問いの所在 「子ども農山村交流の展開と可能性を明らかにする」
研究視角・理論枠組み 都市側・農村側の両方と、接点をみる。これまでは、農村側の都市農村交流論と、都市側の(自然)教育機能論は別物であったが、それを統合しようとしている? 課題1 都市における子ども農山村交流の展開とその影響を明らかにする 課題2 農村における子ども農山村交流の展開とその影響を明らかにする 課題3 双方の交流の接点について検討する
1部 都市における展開 1章 全国の動向 2章 武蔵野市のセカンドスクール事業の事例研究
2部 農村における展開 3章 農政の展開 4章 スキー民泊転換型の事例 5章新規開業型の事例 6章 4・5の比較
3部 都市と農村の接点 相互作用 農村における地域形成主体
「狭義」の交流主体だけでなく、「お父さん」「お母さん」「おじいちゃん」「おばあちゃん」といった「広義」の交流主体も存在している。学校側が教育的意義を見出したものはすべてが交流資源となる。

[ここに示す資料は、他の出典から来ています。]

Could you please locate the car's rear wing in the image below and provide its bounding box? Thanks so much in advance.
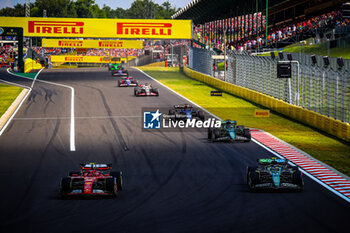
[80,163,112,170]
[174,104,193,109]
[257,158,288,164]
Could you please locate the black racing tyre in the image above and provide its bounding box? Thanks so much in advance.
[208,128,213,139]
[106,177,117,196]
[197,111,205,121]
[61,177,72,195]
[243,128,252,142]
[293,168,304,189]
[247,167,259,190]
[69,172,81,176]
[109,171,123,191]
[152,88,159,96]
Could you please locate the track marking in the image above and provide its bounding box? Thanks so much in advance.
[134,67,350,203]
[252,138,350,203]
[0,79,32,136]
[13,116,142,121]
[7,69,75,151]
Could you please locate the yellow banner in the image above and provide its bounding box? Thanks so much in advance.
[51,55,126,63]
[42,39,143,49]
[0,17,192,39]
[254,109,270,117]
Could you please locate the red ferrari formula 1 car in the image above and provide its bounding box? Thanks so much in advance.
[134,83,159,96]
[61,163,123,197]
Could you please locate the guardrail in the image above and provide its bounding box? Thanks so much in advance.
[183,67,350,142]
[190,45,350,123]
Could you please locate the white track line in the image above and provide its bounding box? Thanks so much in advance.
[134,67,350,203]
[7,69,75,151]
[0,79,32,136]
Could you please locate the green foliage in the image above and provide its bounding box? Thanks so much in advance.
[0,0,178,19]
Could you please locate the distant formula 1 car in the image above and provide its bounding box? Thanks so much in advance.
[118,77,139,87]
[108,63,121,71]
[169,104,205,121]
[61,163,123,197]
[247,158,304,190]
[208,120,251,142]
[134,83,159,96]
[112,66,129,77]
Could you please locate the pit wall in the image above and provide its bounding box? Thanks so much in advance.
[183,67,350,142]
[24,58,43,73]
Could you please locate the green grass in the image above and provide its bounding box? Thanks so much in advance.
[16,72,37,79]
[141,67,350,176]
[259,39,350,59]
[0,84,23,116]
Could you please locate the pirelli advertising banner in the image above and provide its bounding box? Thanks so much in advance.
[0,17,192,39]
[51,55,126,63]
[42,39,143,49]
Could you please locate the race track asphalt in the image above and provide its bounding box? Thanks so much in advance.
[0,69,350,233]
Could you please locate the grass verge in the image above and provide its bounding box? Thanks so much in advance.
[0,84,23,117]
[259,38,350,59]
[140,67,350,176]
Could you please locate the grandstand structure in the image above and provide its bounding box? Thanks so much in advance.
[172,0,346,47]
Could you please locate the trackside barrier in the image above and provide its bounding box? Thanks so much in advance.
[24,58,43,73]
[183,67,350,141]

終章 地域資源は自ら発見するものではなく、都市との交流のなかで再発見され、資源化されるもの。
中原の感想 基本的な事例研究としては読みごたえがある。あまりハッキリした論述と主張がないような・・・。都市側の展開について把握しているという点、農村社会としては発展があるような気がする。そもそも別物として研究されてきたのが変な話で。しかし、「お父さん」「お母さん」・・・すら交流資源になるってのはなぁ。農山村で暮らしてると、「自分たちの日常をコンテンツにしなければ・・・」という資源化の要請みたいなものがあって嫌だ。「交流の鏡効果」みたいな言説は、批判したいなぁ。しかし、産業化にあたっては、どうやっても、こういう資源化に巻き込まれる。どうしたものか。